When the J-lens does its calculations on the vectors and vocabulary, it shows that not only words which could be reasonably used for output, but all sorts of concepts related to the information being processed, and even intermediary reasoning steps that are required for the final output. What this shows is that the LLM doesn’t simply predict the next token, but that there is a process from the first layer all the way to the output layer that reasons about the information it perceives, what direct and abstract concepts relate to it, what the implications and inferences are about this information, and what and how the LLM should respond to it.
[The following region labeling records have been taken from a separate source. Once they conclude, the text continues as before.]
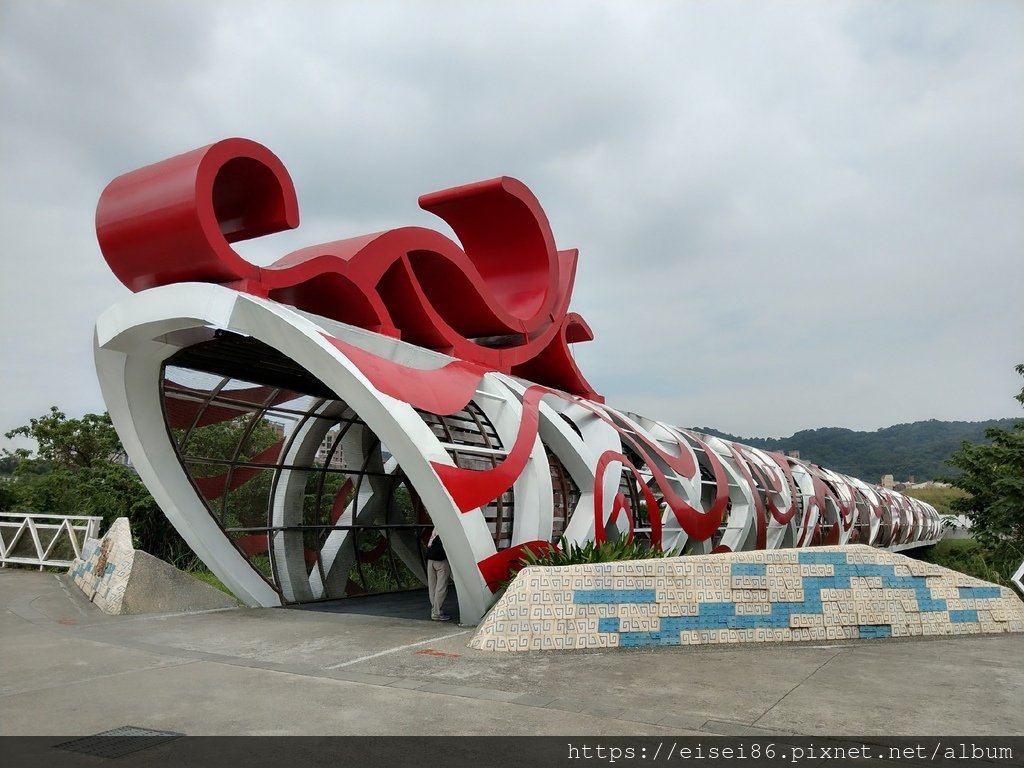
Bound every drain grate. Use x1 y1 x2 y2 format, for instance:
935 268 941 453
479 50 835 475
53 725 185 758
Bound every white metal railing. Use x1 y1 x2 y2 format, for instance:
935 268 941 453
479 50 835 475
0 512 102 570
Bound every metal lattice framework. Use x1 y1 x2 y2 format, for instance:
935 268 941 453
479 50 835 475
95 139 941 622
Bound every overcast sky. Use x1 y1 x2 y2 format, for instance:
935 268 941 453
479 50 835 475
0 0 1024 454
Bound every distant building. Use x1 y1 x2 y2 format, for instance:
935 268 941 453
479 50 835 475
314 427 345 469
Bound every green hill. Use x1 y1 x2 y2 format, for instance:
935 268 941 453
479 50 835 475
692 419 1018 482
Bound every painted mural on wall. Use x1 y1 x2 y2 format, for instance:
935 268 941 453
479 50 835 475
95 138 941 623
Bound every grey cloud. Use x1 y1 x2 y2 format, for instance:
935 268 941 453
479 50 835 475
0 0 1024 450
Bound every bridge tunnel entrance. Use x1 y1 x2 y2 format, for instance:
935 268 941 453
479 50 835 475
161 332 514 613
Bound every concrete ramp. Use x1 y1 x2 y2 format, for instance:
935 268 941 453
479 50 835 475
68 517 239 615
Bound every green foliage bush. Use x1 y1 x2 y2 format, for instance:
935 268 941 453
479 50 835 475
904 539 1024 587
519 538 676 567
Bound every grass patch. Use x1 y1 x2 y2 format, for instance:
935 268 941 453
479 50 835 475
904 539 1024 587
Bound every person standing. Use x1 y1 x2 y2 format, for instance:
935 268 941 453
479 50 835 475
427 529 452 622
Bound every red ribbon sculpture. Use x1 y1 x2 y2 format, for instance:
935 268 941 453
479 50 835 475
96 138 603 401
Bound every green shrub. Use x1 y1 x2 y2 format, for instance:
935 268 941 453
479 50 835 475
904 539 1024 587
519 538 676 568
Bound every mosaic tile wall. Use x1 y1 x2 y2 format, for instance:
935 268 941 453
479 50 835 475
68 517 135 614
470 546 1024 651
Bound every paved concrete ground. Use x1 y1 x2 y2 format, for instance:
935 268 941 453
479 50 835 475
0 568 1024 736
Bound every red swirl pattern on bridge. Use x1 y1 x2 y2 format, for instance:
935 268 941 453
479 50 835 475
96 138 602 401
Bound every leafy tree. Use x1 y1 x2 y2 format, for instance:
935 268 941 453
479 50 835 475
0 408 196 567
949 364 1024 549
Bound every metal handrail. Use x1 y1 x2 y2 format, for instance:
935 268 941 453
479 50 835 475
0 512 102 570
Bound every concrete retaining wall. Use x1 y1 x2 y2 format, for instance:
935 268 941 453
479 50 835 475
470 546 1024 651
68 517 238 615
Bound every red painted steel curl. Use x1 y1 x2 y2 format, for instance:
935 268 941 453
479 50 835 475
96 138 602 401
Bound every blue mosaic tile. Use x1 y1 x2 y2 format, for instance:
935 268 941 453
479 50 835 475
798 551 847 565
572 590 655 605
949 610 978 624
859 624 893 638
959 587 1002 600
731 562 767 575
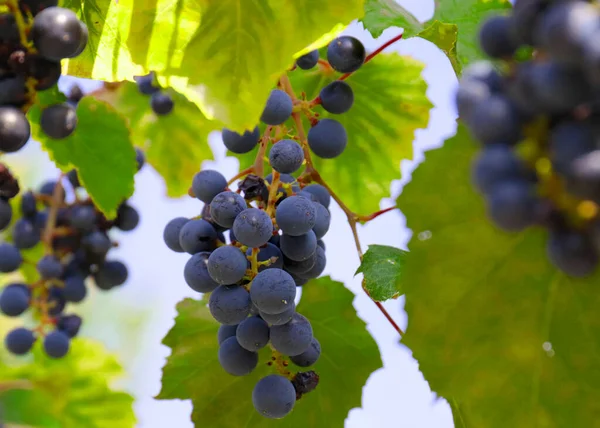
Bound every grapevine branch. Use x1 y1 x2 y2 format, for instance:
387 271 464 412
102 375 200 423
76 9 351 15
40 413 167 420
278 64 404 336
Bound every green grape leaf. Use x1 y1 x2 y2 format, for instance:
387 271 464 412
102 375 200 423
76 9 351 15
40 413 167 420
361 0 423 37
291 53 433 214
62 0 202 81
0 339 136 428
28 91 137 218
96 82 220 197
363 0 512 74
181 0 363 132
356 245 406 302
157 277 381 428
398 125 600 428
418 20 462 76
426 0 512 70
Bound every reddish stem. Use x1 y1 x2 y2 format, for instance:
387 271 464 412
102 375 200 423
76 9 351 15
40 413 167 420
358 206 398 221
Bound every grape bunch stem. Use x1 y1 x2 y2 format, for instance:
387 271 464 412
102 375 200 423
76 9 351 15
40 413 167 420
276 47 404 336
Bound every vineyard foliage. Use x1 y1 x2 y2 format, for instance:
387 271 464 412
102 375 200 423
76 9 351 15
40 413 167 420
0 0 600 428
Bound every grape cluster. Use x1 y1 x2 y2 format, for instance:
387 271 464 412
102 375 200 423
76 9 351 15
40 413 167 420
135 72 175 116
163 37 365 419
456 0 600 277
0 0 88 153
0 155 143 358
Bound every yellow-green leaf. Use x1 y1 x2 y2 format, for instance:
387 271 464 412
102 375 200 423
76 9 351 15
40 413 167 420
361 0 423 37
291 53 433 214
0 339 136 428
417 20 462 75
28 91 136 218
356 245 406 302
96 82 216 197
181 0 363 131
398 125 600 428
63 0 202 81
158 277 381 428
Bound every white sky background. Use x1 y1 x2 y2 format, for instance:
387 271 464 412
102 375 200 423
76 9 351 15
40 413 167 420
4 0 464 428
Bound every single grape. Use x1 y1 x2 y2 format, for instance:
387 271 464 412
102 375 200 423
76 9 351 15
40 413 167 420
94 260 129 290
312 202 331 239
250 269 296 314
12 218 41 249
479 15 518 59
208 285 252 325
0 13 20 43
135 147 146 171
0 243 23 273
319 80 354 114
246 242 283 272
471 144 527 193
179 219 217 254
56 315 82 339
71 205 98 232
275 196 317 236
207 245 248 285
67 169 81 189
28 55 62 91
21 191 37 220
260 89 294 126
217 324 238 345
40 104 77 140
280 230 317 262
547 231 598 277
327 36 366 73
133 71 160 95
269 140 304 174
469 95 522 144
548 120 596 175
210 190 248 228
150 92 175 116
4 327 35 355
307 119 348 159
222 126 260 154
192 169 227 204
219 337 258 376
44 330 71 358
63 274 87 303
30 7 86 61
531 62 593 114
534 1 600 66
296 49 319 70
36 255 64 279
0 76 27 107
48 287 67 317
0 198 12 231
290 337 321 367
183 252 219 293
259 302 296 325
283 249 317 275
163 217 189 253
81 231 112 256
297 246 327 280
233 208 273 248
302 184 331 208
235 316 269 352
0 107 31 153
252 374 296 419
271 313 313 357
115 204 140 232
0 284 31 317
488 181 538 232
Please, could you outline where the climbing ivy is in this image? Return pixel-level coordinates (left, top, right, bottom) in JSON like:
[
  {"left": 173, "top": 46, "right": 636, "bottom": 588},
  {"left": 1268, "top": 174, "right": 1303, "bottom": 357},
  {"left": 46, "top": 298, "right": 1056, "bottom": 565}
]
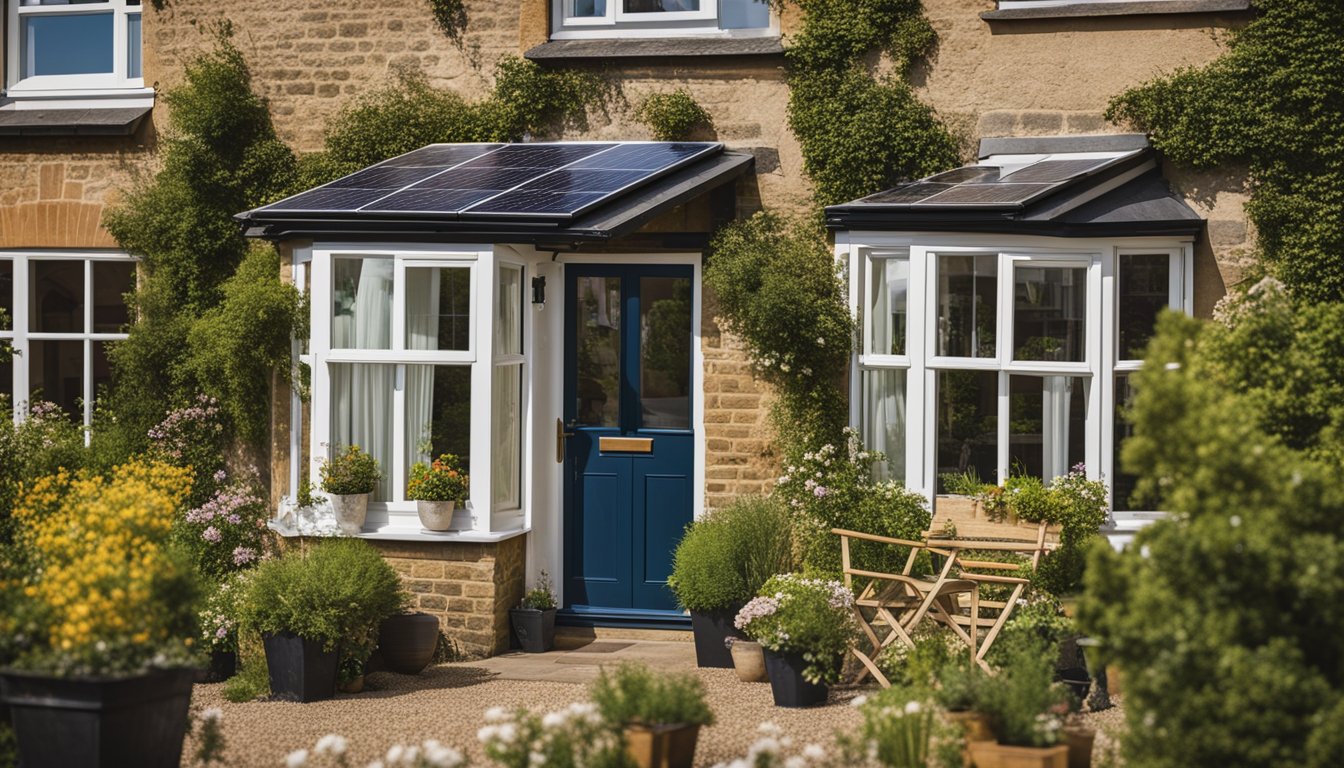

Simply knowing that all this goes on inside the black box is gold to philosophers of mind, but, on a practical level, this is how a working memory should be operating. When you are reading this very sentence, your brain is doing an analogous process to what I just described above. You are reading the words, yes, but you are reading in between the lines looking for implications, drawing inferences, thinking (consciously or unconsciously) about how this sentence relates to the rest of the text, to other things you have read, to memories of the past and predictions of the future.
And all of this is held stable by your working memory. You can do all of these things because your working memory holds onto all those thoughts and information and memories and reasoning while you read this. This is the analog to the J-space. The J-space does not do the processing. The layers of the transformer do. The J-space (really, the J-lens) just shows us how this information is kept stable as it moves through all the layers, ready to be used by the next layer, until it is finally output as a token the user reads.
So, what does all of this mean? Nothing and everything, all at once. Whatever you choose to call the J-space doesn’t change what it is or what it does, nor does its name change the vital importance it has to philosophers of mind and to machine learning scientists. However, what you call it changes how you view it and what you do with the implications. Calling it a global workspace means that you are relating to the J-space in terms of consciousness. Calling it a working memory means that you are thinking of it in terms of cognition.
What we have is a cognitive process. If we overestimate its value to consciousness, we will end up a (quickly debunked) false-positive that will only hurt future attempts at finding evidence for artificial consciousness. The terms we use matter and we shouldn’t simply use the wrong terms because it gets us more engagement on social media.